Wie ich bereits in vielen Fällen erfolgreich argumentiert habe, setzt die Anfechtung nach § 135 InsO eine Gläubigerbenachteiligung und eine (anzufechtende) Rechtshandlung vor Eröffnung des Insolvenzverfahrens voraus: Beides ist nach meiner rechtlichen Bewertung gerade nicht der Fall, wenn ein Insolvenzverwalter an die absonderungsberechtigte Bank (wegen einer Globalzession oder einem Grundpfandrecht nach Verwertung einer Gewerbeimmobilie) auskehrt und hierdurch der Gesellschafter aus der parallel gewährten Bürgschaft entlastet wird.

Jüngst hat erfreulicherweise ein Oberlandesgericht entschieden:

Leitsätze:

  • 1. Sind zugunsten des Gläubigers einer GmbH Sicherungsrechte an Vermögensgegenständen der Gesellschaft und wegen derselben Forderung Sicherheiten durch einen Gesellschafter bestellt worden, kann der Insolvenzverwalter über das Vermögen dieser Gesellschaft nach Verwertung der dem Absonderungsrecht unterliegenden Gegenstände und Auskehr des Erlöses an den Gläubiger nicht mit Erfolg die Insolvenzanfechtung gegenüber dem Gesellschafter mit der Begründung geltend machen, durch die Tilgung der Gesellschaftsschuld sei die Sicherheit entsprechend frei geworden. (amtlicher Leitsatz)
  • 2. Insbesondere ist eine Anfechtung nach § 135 Abs. 2 InsO in der seit dem 1. 11. 2008 geltenden Fassung nicht möglich, da die maßgebliche Rechtshandlung entgegen § 129 Abs. 1 InsO nicht vor der Eröffnung des Insolvenzverfahrens vorgenommen wurde. (amtlicher Leitsatz)
  • 3. § 135 Abs. 2 InsO n. F. ist auf die vorstehend dargestellte Situation auch nicht über den Wortlaut des § 129 Abs. 1 InsO hinaus entsprechend anzuwenden. (amtlicher Leitsatz)

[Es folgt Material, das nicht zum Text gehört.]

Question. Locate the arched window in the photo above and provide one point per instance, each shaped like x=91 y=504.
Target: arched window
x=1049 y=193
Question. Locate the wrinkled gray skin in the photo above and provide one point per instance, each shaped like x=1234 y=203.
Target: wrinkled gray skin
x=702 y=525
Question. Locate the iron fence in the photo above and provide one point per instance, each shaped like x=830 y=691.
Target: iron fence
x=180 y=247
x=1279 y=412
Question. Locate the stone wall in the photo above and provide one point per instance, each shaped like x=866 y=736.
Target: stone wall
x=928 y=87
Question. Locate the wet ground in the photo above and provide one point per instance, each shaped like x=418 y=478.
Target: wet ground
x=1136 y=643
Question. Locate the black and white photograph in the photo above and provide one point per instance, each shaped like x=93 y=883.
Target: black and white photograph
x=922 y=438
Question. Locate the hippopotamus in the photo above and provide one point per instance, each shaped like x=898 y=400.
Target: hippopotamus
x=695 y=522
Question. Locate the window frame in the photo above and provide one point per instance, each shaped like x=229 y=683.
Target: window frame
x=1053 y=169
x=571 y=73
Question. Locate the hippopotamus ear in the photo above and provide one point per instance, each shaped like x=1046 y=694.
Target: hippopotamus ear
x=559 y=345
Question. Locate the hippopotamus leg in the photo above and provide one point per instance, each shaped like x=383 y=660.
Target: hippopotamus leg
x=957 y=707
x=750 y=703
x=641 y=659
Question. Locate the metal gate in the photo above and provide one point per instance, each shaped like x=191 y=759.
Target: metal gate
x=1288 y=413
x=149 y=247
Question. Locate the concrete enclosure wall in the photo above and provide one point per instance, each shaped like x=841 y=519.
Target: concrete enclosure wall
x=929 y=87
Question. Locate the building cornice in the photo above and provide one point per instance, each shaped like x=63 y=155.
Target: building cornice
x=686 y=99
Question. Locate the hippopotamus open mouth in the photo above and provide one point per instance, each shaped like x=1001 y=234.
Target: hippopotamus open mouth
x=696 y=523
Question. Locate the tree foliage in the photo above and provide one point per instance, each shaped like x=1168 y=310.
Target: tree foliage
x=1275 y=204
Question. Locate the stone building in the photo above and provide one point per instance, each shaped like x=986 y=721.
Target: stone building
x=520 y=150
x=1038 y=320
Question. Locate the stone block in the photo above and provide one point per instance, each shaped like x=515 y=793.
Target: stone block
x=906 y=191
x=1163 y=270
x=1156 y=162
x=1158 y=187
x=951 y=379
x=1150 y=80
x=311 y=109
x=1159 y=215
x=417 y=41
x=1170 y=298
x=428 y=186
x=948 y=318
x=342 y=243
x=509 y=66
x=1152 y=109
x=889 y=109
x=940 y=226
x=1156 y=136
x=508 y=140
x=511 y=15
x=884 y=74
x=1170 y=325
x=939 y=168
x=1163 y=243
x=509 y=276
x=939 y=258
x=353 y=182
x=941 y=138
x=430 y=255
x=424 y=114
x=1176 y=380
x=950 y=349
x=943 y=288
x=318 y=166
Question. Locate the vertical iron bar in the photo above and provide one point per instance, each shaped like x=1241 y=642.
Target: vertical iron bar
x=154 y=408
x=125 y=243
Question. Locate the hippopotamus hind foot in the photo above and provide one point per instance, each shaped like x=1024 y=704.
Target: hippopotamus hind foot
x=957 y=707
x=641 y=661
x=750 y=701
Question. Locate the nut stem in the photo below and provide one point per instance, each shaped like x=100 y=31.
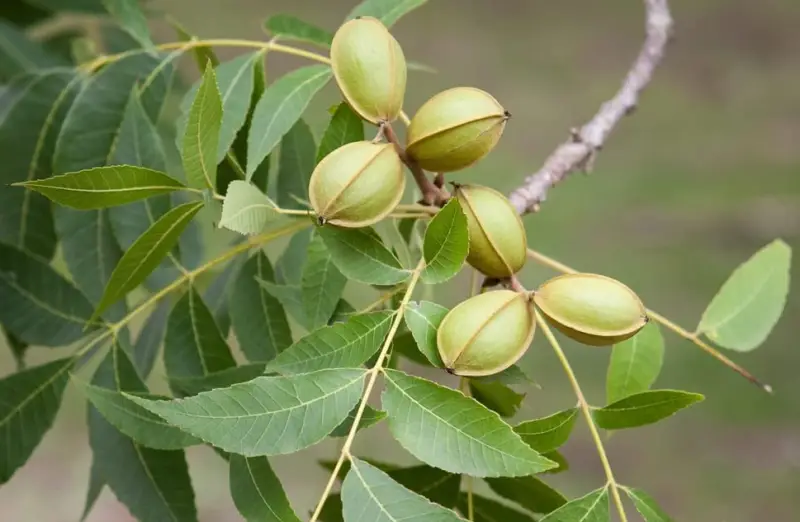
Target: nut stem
x=431 y=194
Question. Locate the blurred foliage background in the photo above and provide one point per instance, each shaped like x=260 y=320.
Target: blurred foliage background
x=705 y=173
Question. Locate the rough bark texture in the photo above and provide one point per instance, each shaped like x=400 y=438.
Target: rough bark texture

Normenkette: §§ 129 Abs. 1, 135 Abs. 2, 143 Abs. 3 InsO

Diese Bestätigung meiner seit Gesetzesänderung durch das MoMiG vertretenen Rechtsauffassung ist erfreulich; die Revision ist jedoch zugelassen worden und der BGH muss jetzt in dieser für die Praxis sehr relevante Fallkonstellation entscheiden.  Ich gehe davon aus, dass das obergerichtliche Urteil bestätigt wird, da eine Annahme der Haftung von Gesellschaftern in diesen Fällen mangels Rechtshandlung vor Eröffnung des Insolvenzverfahrens und mangels Gläubigerbenachteiligung (die Gesellschafts-Sicherheit eröffnete von vornherein ein Absonderungsrecht) nach den klaren Vorgaben der §§ 129 InsO contra legem wäre und eine derartige (wiederholte) Ausuferung nach Zielsetzung des Gesetzgebers gerade mit dem MoMiG eingedämmt werden sollte.